Facts About Martial Arts for Kids (Part 5)

“Will my child become more violent from learning karate, jujitsu, or another martial art?”

In a word, “No.” Children learn self-control by practicing martial arts; and the code of conduct that is enforced, within the studio, is carried outside into every day life. The average martial arts school works with parents, and academic teachers, toward the goal of optimum student success.

When you see a Karate demonstration team perform, that is not an indicator of the life skills taught within the Karate class. It is the “flashiest” component of Karate training, presented to capture the public attention. Ten minutes of kids using ancient weapons, breaking, and working in synchronized choreography, is more interesting to the public, than a lecture, by me, about dealing with bullies without violence.

However, let’s take a closer look at the ten minutes of flash. The next time you see a martial arts demonstration team, remember those children have to practice those techniques over and over again. This requires self-discipline, goal setting, perseverance, and each child being a team player.

There is no room for a “one way” personality on any martial arts demonstration team. Such a personality would work against a good public performance. In a typical Karate class, all of the above-mentioned life skills are learned and much more.

Children learn much more about violence on the television, playing with video games, and dealing with daily life, than they will ever learn in a karate class. Even if a Karate teacher was the classic “evil sensei,” that you may have seen in the Karate Kid movie or on Kung Fu Theatre, most children can think of far worse violence.

All you have to do is watch the news, cartoons, listen to the radio, or read a newspaper, to see things worse than unsupervised hand-to-hand combat. So, the self-defense methods taught to children actually pale in comparison to school shootings, bombings, wars, and drive-by shootings.

Karate was created by unarmed civilians on the island of Okinawa and was taught in secret among family members for their personal protection. The philosophy, within a martial arts school, will not always be the same, but the seeds of violence are not sown within a martial arts setting.

All you have to do is look around you to see more, and far worse, violence than learning self-defense – integrated with constructive life skills.
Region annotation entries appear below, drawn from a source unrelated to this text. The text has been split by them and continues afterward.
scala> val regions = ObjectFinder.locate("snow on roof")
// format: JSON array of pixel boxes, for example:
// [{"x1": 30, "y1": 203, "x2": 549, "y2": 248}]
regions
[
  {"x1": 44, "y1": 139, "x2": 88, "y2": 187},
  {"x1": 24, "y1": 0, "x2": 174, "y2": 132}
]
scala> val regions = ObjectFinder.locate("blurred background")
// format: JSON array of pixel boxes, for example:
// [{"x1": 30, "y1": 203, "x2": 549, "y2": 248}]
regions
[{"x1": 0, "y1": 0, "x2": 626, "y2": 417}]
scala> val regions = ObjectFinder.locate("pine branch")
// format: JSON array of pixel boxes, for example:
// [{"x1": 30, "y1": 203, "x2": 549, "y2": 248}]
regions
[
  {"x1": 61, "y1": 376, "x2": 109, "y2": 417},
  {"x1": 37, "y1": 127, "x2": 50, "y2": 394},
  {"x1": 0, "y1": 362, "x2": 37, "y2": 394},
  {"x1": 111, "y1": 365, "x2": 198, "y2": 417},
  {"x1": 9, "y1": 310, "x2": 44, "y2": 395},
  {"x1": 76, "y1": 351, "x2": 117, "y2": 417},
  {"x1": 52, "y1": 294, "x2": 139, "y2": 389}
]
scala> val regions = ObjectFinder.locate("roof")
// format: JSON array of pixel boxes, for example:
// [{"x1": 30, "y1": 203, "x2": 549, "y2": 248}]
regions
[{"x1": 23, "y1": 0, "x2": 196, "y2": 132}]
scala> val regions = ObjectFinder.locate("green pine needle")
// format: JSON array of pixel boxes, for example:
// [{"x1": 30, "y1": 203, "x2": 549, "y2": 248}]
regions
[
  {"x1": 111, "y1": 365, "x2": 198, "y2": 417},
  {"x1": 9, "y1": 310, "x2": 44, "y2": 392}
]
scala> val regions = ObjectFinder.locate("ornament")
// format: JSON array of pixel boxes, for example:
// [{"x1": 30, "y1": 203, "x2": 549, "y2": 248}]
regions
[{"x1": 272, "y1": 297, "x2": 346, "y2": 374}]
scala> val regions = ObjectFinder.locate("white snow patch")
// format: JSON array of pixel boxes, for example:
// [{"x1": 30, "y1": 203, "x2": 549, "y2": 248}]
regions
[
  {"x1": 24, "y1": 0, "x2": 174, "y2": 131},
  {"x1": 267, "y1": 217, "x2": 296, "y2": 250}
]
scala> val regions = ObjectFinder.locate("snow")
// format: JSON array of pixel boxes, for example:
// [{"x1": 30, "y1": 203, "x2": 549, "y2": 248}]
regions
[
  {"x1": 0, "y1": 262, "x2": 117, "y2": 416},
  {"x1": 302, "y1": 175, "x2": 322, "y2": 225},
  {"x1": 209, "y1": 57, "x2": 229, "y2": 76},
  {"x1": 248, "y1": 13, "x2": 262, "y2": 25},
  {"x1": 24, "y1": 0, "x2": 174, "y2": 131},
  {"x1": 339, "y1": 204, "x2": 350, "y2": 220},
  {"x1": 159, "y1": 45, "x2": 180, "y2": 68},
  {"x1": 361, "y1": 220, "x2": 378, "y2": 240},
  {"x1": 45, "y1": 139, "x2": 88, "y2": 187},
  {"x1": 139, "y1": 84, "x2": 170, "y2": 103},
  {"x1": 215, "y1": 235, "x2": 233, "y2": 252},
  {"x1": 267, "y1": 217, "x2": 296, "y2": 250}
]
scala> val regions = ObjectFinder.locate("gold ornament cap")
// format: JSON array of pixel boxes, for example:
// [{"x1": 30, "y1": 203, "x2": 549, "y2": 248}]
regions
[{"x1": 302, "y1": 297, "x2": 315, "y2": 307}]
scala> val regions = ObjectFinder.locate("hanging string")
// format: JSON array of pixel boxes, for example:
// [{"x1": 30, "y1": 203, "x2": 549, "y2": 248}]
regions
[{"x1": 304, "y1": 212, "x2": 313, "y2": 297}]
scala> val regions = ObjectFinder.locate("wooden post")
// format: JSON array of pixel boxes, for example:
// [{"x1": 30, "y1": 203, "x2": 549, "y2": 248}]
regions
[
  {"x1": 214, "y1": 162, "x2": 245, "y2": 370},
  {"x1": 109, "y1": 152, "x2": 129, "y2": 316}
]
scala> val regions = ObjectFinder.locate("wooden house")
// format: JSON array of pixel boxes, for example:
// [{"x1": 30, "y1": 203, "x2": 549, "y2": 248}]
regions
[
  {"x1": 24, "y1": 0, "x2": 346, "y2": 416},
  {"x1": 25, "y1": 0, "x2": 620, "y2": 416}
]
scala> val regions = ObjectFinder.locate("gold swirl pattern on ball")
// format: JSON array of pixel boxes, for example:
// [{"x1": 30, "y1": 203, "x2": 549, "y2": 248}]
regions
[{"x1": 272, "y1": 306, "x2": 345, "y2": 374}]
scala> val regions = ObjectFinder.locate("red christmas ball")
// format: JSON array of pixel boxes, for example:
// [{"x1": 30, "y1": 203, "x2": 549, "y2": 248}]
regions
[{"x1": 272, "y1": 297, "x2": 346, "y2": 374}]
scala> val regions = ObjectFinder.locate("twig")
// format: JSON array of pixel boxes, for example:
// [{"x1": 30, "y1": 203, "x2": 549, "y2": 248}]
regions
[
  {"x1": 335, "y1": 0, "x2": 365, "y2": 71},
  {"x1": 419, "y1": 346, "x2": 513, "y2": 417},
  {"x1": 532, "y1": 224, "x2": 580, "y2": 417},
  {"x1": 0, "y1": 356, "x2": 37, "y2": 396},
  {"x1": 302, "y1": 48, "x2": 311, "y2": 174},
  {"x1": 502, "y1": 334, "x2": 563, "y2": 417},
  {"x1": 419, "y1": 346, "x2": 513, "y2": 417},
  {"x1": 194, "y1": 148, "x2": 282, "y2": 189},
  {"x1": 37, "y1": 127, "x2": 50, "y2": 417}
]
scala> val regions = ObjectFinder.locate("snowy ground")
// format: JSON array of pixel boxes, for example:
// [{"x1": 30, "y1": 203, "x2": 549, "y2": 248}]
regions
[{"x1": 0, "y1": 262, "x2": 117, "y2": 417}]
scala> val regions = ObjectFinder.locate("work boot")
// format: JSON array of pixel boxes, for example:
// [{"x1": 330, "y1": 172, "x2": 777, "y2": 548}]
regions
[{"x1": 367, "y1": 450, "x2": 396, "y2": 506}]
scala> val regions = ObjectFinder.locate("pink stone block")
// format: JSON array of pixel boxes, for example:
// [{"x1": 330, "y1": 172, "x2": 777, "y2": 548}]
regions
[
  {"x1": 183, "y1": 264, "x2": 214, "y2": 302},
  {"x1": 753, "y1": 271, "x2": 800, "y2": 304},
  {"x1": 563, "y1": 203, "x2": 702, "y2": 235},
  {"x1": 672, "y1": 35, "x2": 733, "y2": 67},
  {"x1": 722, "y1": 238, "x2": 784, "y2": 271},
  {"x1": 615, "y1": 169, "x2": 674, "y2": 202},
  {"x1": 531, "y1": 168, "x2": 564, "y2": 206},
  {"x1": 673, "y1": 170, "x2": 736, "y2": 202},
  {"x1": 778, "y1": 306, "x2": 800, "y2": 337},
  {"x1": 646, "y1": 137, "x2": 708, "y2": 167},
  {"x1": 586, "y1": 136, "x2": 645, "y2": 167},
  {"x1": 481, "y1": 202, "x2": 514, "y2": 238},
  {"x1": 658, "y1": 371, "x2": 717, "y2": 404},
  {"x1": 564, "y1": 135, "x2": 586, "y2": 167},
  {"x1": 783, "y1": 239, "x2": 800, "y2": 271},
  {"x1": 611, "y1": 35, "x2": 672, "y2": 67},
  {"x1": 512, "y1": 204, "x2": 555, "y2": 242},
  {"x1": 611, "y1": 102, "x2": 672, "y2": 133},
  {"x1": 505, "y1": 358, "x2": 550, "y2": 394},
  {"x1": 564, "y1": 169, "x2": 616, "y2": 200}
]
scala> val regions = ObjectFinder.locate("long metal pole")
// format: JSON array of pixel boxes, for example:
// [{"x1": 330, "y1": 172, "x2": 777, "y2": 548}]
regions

The fact is a martial artist is not a “street fighter.” If that were a requirement, we would recruit the toughest kids in North Providence.

As I explain to the children in my Karate and Jujitsu classes, “Never forget the word, “artist,” means to be creative, to be an innovator, and to think for yourself.” Children who learn martial arts are more apt to be well adjusted and defuse a potentially violent situation.

On top of that, most children who study Karate, or any other martial art, will not be “trouble makers.” The children we teach from the Greater Providence, Rhode Island area have learned enough about leadership, in our Karate and Jujitsu classes, to think for themselves.

For parents, the gift of martial arts training to their children has many rewards, right now, and into their future.